Wednesday, November 7, 2012

She Shall Be Called Woman ...

I've been brushing up on Biblical Hebrew lately, and experiencing sympathy pangs for those poor souls studying for their bar mitzvahs (bar mitzvot?).

The most common words of a language tend to preserve irregularities long past the death of their conjugational companions. In olden days, of course, these were not irregularities, but perfectly sensible in the systems of their birth. The erosion of the years and the reform of their now-wayword companions leave them orphaned and oddities which frustrate the beginning student and fascinate the linguistically savvy mind. From the multitude of en-dings for Anglo-Saxon plurals, only "children" remains a once-common "-en" ending, and throws an "r" in the mix for good measure.
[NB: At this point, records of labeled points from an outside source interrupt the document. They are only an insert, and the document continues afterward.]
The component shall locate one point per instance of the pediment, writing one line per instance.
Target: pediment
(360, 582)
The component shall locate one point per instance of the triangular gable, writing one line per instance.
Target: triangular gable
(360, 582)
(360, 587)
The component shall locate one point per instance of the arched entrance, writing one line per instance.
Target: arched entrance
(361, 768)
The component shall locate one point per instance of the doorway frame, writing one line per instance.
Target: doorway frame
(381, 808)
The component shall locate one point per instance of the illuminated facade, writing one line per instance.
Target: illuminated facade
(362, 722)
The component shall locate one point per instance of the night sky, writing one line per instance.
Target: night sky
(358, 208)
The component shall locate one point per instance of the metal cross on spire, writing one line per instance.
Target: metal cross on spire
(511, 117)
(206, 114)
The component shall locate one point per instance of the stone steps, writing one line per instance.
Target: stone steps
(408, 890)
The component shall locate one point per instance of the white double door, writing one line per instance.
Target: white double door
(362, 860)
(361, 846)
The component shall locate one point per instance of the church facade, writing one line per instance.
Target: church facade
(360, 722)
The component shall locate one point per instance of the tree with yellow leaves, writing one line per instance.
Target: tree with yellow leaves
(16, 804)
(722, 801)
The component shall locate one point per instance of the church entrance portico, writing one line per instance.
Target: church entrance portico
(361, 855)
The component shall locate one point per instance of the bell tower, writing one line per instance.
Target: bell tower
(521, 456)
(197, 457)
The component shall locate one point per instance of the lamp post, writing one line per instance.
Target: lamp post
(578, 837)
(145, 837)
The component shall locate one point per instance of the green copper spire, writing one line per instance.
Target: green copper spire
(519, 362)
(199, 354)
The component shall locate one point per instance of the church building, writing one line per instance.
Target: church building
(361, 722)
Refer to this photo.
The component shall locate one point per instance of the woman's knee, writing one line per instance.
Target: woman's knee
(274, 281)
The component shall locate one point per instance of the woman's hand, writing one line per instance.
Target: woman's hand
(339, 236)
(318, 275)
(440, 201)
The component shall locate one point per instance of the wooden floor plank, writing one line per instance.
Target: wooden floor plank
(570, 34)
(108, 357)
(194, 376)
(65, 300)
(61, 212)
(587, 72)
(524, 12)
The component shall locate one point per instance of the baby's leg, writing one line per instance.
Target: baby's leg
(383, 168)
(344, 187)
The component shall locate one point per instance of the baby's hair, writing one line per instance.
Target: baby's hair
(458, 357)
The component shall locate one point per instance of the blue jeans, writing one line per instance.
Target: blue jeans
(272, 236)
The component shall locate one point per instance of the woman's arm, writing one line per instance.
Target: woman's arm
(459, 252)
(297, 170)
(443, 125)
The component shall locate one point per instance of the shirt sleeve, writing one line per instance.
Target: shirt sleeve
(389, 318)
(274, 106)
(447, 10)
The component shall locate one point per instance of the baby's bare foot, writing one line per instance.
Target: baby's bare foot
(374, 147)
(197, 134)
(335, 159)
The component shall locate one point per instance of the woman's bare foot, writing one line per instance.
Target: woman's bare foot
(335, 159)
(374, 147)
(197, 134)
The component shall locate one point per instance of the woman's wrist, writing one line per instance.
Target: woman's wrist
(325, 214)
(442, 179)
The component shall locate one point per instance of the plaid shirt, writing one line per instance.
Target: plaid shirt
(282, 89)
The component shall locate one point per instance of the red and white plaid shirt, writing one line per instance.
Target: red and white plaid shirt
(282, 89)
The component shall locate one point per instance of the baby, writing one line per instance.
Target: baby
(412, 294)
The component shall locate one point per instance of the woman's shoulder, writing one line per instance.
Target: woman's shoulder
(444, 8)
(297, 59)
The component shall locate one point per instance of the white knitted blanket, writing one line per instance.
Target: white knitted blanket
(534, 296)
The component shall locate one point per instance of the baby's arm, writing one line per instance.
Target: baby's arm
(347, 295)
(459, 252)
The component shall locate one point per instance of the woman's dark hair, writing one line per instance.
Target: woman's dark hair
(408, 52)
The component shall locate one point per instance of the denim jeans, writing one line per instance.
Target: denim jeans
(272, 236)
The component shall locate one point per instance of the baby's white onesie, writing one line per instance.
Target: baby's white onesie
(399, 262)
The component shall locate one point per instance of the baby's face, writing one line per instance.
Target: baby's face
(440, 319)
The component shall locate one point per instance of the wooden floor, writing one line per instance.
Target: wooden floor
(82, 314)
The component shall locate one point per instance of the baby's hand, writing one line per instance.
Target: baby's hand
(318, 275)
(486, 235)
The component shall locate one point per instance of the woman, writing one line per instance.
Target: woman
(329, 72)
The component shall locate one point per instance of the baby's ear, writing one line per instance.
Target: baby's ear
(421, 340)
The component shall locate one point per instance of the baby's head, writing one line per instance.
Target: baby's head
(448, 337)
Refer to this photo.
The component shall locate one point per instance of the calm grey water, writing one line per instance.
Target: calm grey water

Seldom do comtemporary English speakers refer to "oxen", and even those who might use "brethren" are more likely to say "brothers".

It is no surprise that the Hebrew words for "man" and "woman" display such irregularities, The plural of  "ish" "man" is "anashim" and plural of "ishsha" is "nashim." The missing nun in "ish" and "ishsha" vanished through assimilation to the previous consonants, and the missing aleph in "nashim" proabably disappeared through its own weakness (I don't think the aleph is an addition, as some might, for reasons I explain below). The three-letter root, then would be aleph-nun-shin. If scholars who have dedicated their lives to the study of the Semitic languages cannot agree on the distribution of the various sibilants (s-sounds) in proto-Semitic, certainly I dare not do so. My suspicion is that the root originally meant "man or human being", and thus, according to the usual androcentricity of gender systems, declined as a masculine. The feminine meaning is probably derivative, and the bewildering multiplicity of "broken plurals" in Arabic, traditionally considered the most conservative of the Semitic languages, allows for odd plural patterns preserved in the much more orderly Hebrew. The root aleph-nun-"s", however, could extend much further back: the basic proto-Indo-European root for "man" is "H1ner", in which the "H1" represents one of the famous laryngeals, possibly a glottal stop, that is, an aleph. The speakers of Indo-European apparently treated "H1ner" as exclusively masculine, but struggled to make it fir into the later declensional patterns. In this case, at least, it seems that :"woman" really is called "woman" because she was created from "man"!